D’après des sources, les gens confondaient parfois les noms ou les acronymes HADEP et DEHAP (professeur adjoint, Loyola 23 févr. 2010; professeure adjointe, SFSU 23 févr. 2010; HADEP 22 févr. 2010). Le professeur adjoint de l’université Loyola de Chicago a affirmé qu’étant donné la fréquence avec laquelle les partis nationalistes kurdes sont interdits en Turquie, il se peut que les gens continuent d’utiliser les noms des partis interdits lorsqu’ils parlent des nouveaux partis (professeur adjoint, Loyola 23 févr. 2010). L’ancien coordonnateur de la Division des relations internationales du HADEP a aussi fait observer que bon nombre de partisans ont continué à utiliser l’ancien nom ou acronyme de manière non officielle puisqu’il leur est familier et que les noms et acronymes des nouveaux partis étaient semblables (HADEP 22 févr. 2010). La professeure adjointe de la SFSU a soutenu que bien que les gens confondent parfois les acronymes DEHAP et HADEP, ils utilisent en général DEHAP (professeure adjointe, SFSU 23 févr. 2010). Elle a souligné que les gens ont l’habitude de voir les noms des partis changer en raison de la fréquence des interdictions et que le HADEP lui-même a été créé à partir d’autres partis interdits (ibid.). Elle a ajouté que les gens utilisaient occasionnellement, quoique rarement, le nom HADEP pour faire allusion aux partis pro-kurdes de façon plus générale (ibid.).

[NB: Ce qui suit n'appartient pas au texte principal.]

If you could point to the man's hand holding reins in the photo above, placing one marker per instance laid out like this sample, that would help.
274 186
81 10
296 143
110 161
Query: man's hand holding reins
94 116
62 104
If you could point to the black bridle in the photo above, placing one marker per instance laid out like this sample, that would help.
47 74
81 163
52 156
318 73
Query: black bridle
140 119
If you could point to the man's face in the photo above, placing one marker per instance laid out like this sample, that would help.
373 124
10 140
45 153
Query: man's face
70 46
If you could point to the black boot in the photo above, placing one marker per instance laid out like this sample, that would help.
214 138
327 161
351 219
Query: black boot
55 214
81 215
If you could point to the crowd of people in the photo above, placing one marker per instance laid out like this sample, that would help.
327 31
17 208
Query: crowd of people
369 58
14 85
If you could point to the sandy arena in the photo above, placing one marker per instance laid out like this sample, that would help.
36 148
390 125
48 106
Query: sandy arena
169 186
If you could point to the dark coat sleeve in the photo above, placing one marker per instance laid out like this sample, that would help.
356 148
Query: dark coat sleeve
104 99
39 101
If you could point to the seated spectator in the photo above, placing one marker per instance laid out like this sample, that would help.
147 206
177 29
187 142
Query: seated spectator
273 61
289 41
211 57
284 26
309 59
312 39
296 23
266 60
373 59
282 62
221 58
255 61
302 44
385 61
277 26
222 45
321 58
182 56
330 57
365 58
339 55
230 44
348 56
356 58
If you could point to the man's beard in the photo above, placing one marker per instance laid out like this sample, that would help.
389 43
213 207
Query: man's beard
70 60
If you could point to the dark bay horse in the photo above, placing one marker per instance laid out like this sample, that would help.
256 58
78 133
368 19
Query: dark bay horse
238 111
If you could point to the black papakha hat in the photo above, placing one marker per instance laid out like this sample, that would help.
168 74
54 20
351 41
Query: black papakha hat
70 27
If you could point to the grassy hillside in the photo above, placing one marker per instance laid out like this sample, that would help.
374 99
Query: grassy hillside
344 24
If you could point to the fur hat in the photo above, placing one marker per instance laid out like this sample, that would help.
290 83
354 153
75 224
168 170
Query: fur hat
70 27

Cette réponse a été préparée par la Direction des recherches à l'aide de renseignements puisés dans les sources qui sont à la disposition du public, et auxquelles la Direction des recherches a pu avoir accès dans les délais fixés. Cette réponse n'apporte pas, ni ne prétend apporter, de preuves concluantes quant au fondement d'une demande d'asile. Veuillez trouver ci-dessous les sources consultées pour la réponse à cette demande d'information.

Références

Halkın Demokrasi Partisi (HADEP). 22 février 2010. Entretien téléphonique avec l’ancien coordonnateur de la Division des relations internationales.

Professeur adjoint de sciences politiques, Loyola University Chicago. 23 février 2010. Communication écrite envoyée à la Direction des recherches.

Professeure adjointe de sciences politiques, San Francisco State University (SFSU). 23 février 2010. Communication écrite envoyée à la Direction des recherches.

Radio Free Europe/Radio Liberty (RFE/RL). 13 mars 2003. Jean-Christophe Peuch. « Turkey: Court Ruling Over Kurdish Group Could Embarrass Ruling Party ». <http://www.rferl.org/articleprintview/1102506.html> [Date de consultation : 23 févr. 2010]

Autres sources consultées

Sites Internet, y compris : Amnesty International (AI), Conseil de l’Europe, European Country of Origin Information Network (ecoi.net), Factiva, Freedom House, Human Rights Watch, International Crisis Group, Kurdish Human Rights Project, Nations Unies – Refworld.